MIDDLEBURY, Vt. ? Eric Schlosser, author of the ground-breaking book “Fast Food Nation” and producer of the critically acclaimed film “There Will Be Blood,” will speak on Wednesday, Sept. 10, at 4:30 p.m. The lecture is part of the college’s “Meet the Press” series and will take place in Dana Auditorium in Sunderland Language Center, located on College Street (Route 125). The event is free and open to the public and will include time for audience questions.

Schlosser has been a correspondent for the Atlantic Monthly since 1996. His work has also appeared in Rolling Stone, Vanity Fair, the Nation and the New Yorker. In 1998 he wrote an investigative piece on the fast food industry for Rolling Stone, and what began as a two-part article became a full-length book titled “Fast Food Nation: The Dark Side of the All American Meal,” published in 2001. “Fast Food Nation” remained on the New York Times best-seller list for more than two years, as well as on best-seller lists in Canada, Great Britain and Japan. It has been translated into more than 20 languages.

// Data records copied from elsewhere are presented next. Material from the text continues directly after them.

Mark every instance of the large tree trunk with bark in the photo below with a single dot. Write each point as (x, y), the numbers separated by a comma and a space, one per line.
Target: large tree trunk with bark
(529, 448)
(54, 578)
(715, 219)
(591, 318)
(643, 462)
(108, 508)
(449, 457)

His second book, “Reefer Madness: Sex, Drugs, and Cheap Labor in the American Black Market,” was published in 2003.  It also became a New York Times best-seller.

Hoping to counter the enormous amount of fast food marketing aimed at children, Schlosser wrote a book to help young people understand where food comes from and how it can affect their health. Co-written with Charles Wilson, “Chew on This: Everything You Don’t Want to Know About Fast Food” became a New York Times bestseller in 2006. Later that year Fox Searchlight Pictures released a film based on “Fast Food Nation,” directed by Richard Linklater and co-written with Schlosser.

In 2007, he served as an executive producer of the Oscar-nominated film “There Will Be Blood,” directed by Paul Thomas Anderson and based upon the 1927 novel “Oil!” by Upton Sinclair.  In 2008 he was co-producer of “Food, Inc.,” a documentary directed by Robert Kenner. 

In recent years, two of Schlosser’s plays have been produced in London: “Americans” in 2003 at the Arcola Theatre, and “We the People” in 2007 at Shakespeare’s Globe Theatre. He is currently at work on a book about America’s prison system.

Schlosser’s talk is co-sponsored by several Middlebury College organizations:  The Institute for Working Journalism, Brainerd Commons and the Department of English and American Literatures. “Meet the Press” was established in 2003 by author and Scholar-in-Residence in English Sue Halpern. The lectures, presented under the auspices of the Middlebury College Institute on Working Journalism, are designed to bring newsmakers - reporters, editors, critics, photojournalists, bloggers and editorialists - to the Middlebury campus.